We won!  At least we’ve won the war of ideas.  Our ideas for school reform are now the ones that elites and politicians are considering and they have soundly rejected the old ideas of more money, more money, and more money.

Now that I’ve said that, I have to acknowledge that winning the war of ideas is nowhere close to winning the policy war.  As I’ve written before, the teacher unions are becoming like the tobacco industry.  No one accepts their primary claims anymore, but that doesn’t mean they don’t continue to be powerful and that people don’t continue to smoke.  The battle is turning into a struggle over the correct design and implementation of the reform ideas that are now commonly accepted.  And the unions have shown that they are extremely good at blocking, diluting, or co-opting the correct design and implementation of reforms.

Rick Hess correctly demonstrated how important design and implementation are almost two decades ago in his books, Spinning Wheels and Revolution at the Margins.   And it is always useful for him and others to remind reformers of the dangers that lurk in those union-infested waters.  But for a moment can’t we just bask in the glow of our intellectual victory — even if our allies are a new crop of naive reformers?

Yes, there is a danger in thinking that the policy war is over when it has barely begun.  And yes, there is a danger in over-promising and over-simplifying reform ideas.  But there is also a danger in reform burn-out.  The struggle over school reform has been going on for decades and will almost certainly take several decades more.  Donors have grown frustrated and advocates have jumped to ill-conceived quick fixes that would set the cause of reform back significantly, like adopting national standards and assessments.  If we don’t periodically note our policy progress and intellectual victories, we will have great difficulty sustaining the reform movement.

My view does not really differ substantially from the two essays in Education Next except that they see a greater danger in over-confidence and I see a greater danger in burnout.  And I don’t mind being used as the straw man for their arguments.  The Straw Man had a brain.
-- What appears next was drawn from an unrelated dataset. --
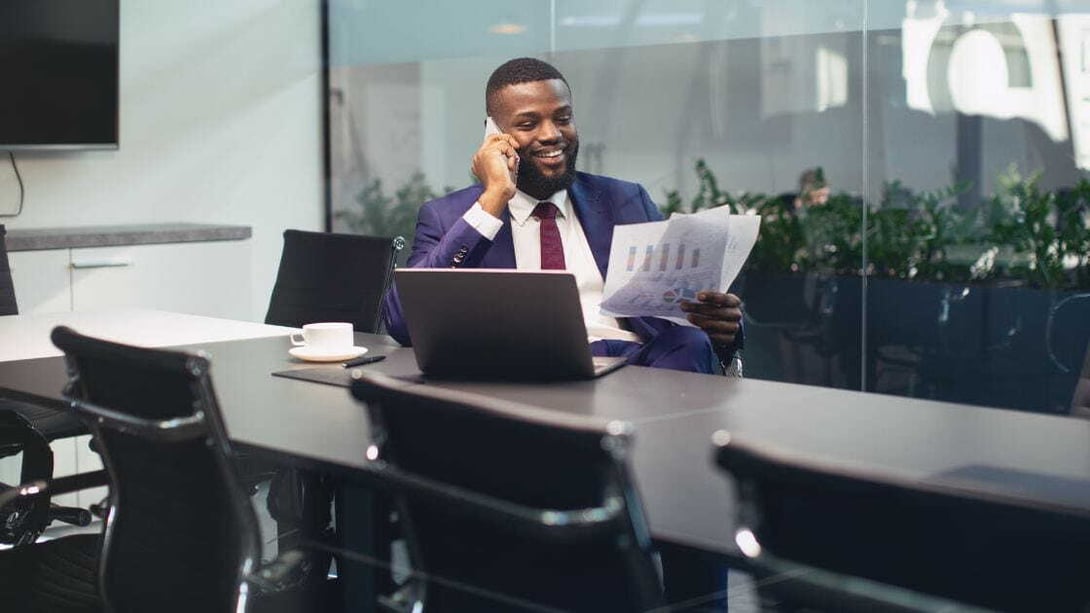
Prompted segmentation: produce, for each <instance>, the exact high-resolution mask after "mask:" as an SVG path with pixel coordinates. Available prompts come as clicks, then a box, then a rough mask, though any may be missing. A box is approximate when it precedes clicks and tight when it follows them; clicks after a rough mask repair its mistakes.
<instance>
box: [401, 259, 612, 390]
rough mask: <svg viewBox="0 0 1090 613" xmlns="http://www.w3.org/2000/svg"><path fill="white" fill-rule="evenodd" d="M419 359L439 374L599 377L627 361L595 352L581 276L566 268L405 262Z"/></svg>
mask: <svg viewBox="0 0 1090 613" xmlns="http://www.w3.org/2000/svg"><path fill="white" fill-rule="evenodd" d="M393 275H395V280H396V283H397V288H398V293H399V296H400V298H401V308H402V311H403V313H404V318H405V324H407V325H408V327H409V335H410V336H411V337H412V344H413V350H414V351H415V353H416V365H417V366H420V370H421V371H422V372H423V373H424V374H425V375H427V376H431V377H437V378H475V380H493V381H508V380H516V381H520V380H521V381H559V380H574V378H593V377H595V376H601V375H603V374H605V373H607V372H610V371H614V370H617V369H619V368H620V366H622V365H625V363H626V360H625V358H595V357H593V356H591V347H590V344H589V342H588V339H586V326H585V324H584V323H583V312H582V308H581V305H580V302H579V289H578V288H577V287H576V276H574V275H572V274H571V273H568V272H565V271H541V272H536V271H535V272H525V271H509V269H487V268H398V269H397V271H395V273H393Z"/></svg>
The Education Reform Book is Dead

January 5, 2011

I have a new piece in 10th anniversary edition of Education Next reviewing education reform books of the last decade.  My somewhat over-stated thesis is that the education reform book is dead — that books don’t have nearly as much influence in shaping the education policy agenda as they used to.

Here is a taste:

Why is it so difficult to identify a book that embodies the incentive-based reforms of the decade and relatively easy to list books that argue against them? One reason is that books have lost their place as primary vehicles for shaping education policy. Just like in other realms, books are being displaced by other media.

A film like Waiting for “Superman” can have considerably more influence over education policy than any book. Articles and reports can be released on the Internet as soon as they are written. Even blogs are swaying education policy discussions to a greater extent than books. The power of blogs is especially clear when it comes to debating the merits of the research on various policy questions. There is little point in writing a book that reviews and adjudicates research findings when online articles and blog posts can do the same thing and be available within days or even hours.
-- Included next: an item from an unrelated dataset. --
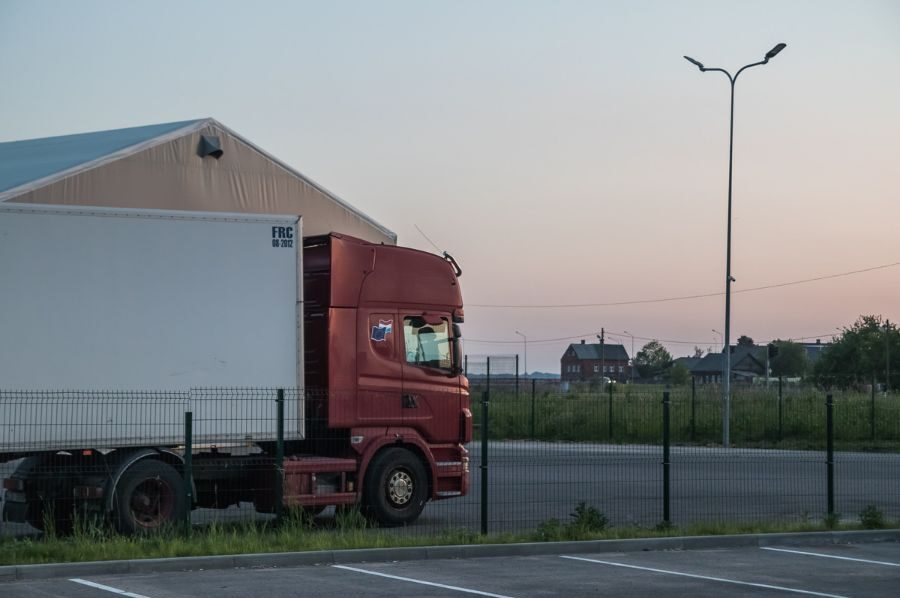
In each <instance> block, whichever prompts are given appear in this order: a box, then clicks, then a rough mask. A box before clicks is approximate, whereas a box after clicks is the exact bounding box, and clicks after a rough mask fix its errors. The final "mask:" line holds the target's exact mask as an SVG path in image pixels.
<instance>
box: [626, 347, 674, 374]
mask: <svg viewBox="0 0 900 598" xmlns="http://www.w3.org/2000/svg"><path fill="white" fill-rule="evenodd" d="M671 365H672V356H671V355H670V354H669V352H668V351H666V348H665V347H663V346H662V345H661V344H660V343H659V342H658V341H650V342H649V343H647V344H646V345H644V346H643V348H642V349H641V350H640V351H638V354H637V355H635V356H634V366H635V367H636V368H637V370H638V374H640V375H641V378H655V377H657V376H659V375H660V374H662V373H663V372H664V371H665V370H666V369H668V368H669V366H671Z"/></svg>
The lack of policy influence that is attributable to recent education-reform books is not for lack of sales. Some have even become national best sellers. The problem is that policymakers and other elites are less likely to be among their readers. Instead, the buyers increasingly seem to be those actively participating in education reform debates; the people actually shaping policy appear to be paying relatively little attention.
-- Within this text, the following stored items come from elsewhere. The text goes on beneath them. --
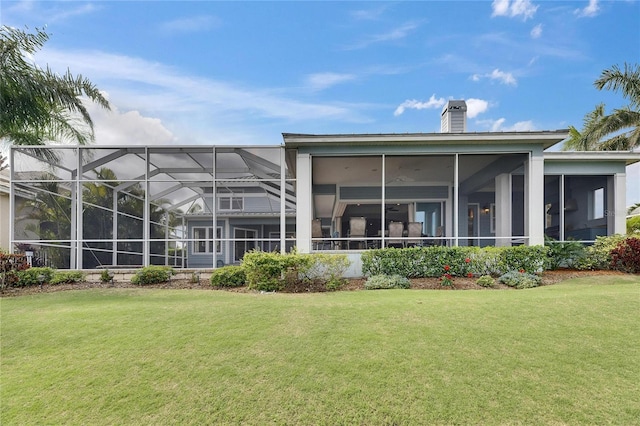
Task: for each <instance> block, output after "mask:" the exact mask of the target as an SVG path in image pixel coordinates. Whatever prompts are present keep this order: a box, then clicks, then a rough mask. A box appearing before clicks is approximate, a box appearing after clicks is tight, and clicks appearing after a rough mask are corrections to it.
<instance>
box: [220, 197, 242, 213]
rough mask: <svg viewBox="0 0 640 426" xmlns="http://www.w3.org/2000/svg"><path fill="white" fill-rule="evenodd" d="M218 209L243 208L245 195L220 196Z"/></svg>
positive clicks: (227, 209) (234, 209)
mask: <svg viewBox="0 0 640 426" xmlns="http://www.w3.org/2000/svg"><path fill="white" fill-rule="evenodd" d="M218 209H220V210H243V209H244V198H243V197H231V196H229V197H220V198H218Z"/></svg>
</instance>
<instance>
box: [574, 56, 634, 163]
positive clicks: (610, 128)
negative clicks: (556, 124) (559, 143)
mask: <svg viewBox="0 0 640 426" xmlns="http://www.w3.org/2000/svg"><path fill="white" fill-rule="evenodd" d="M594 86H595V87H596V88H597V89H598V90H602V89H607V90H613V91H614V92H618V91H620V92H621V93H622V96H623V97H624V98H625V99H627V100H628V101H629V105H628V106H625V107H622V108H619V109H614V110H613V111H612V112H611V114H609V115H606V114H605V110H604V104H599V105H597V106H596V107H595V109H594V110H593V111H591V112H590V113H588V114H587V115H585V117H584V123H583V129H582V131H578V130H577V129H576V128H575V127H573V126H570V127H569V139H568V140H567V141H566V142H565V145H564V149H566V150H569V149H574V150H578V151H618V150H632V149H635V148H638V147H640V67H639V66H638V65H637V64H636V65H629V64H626V63H625V65H624V70H620V68H619V67H618V66H617V65H614V66H612V67H611V69H606V70H604V71H603V72H602V74H600V78H598V79H597V80H596V81H595V82H594Z"/></svg>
For example, teachers and others hostile to incentive-based reforms consume works by Diane Ravitch, Linda Darling-Hammond, and Tony Wagner to affirm their worldview. These books are not setting the agenda for policymakers. They are feeding the resentment of practitioners to an education reform agenda that draws its inspiration from nonbook sources and is advancing despite the hostility stirred by such books. These best-selling volumes are, in the words of their intellectual nemesis, “standing athwart history, yelling stop.”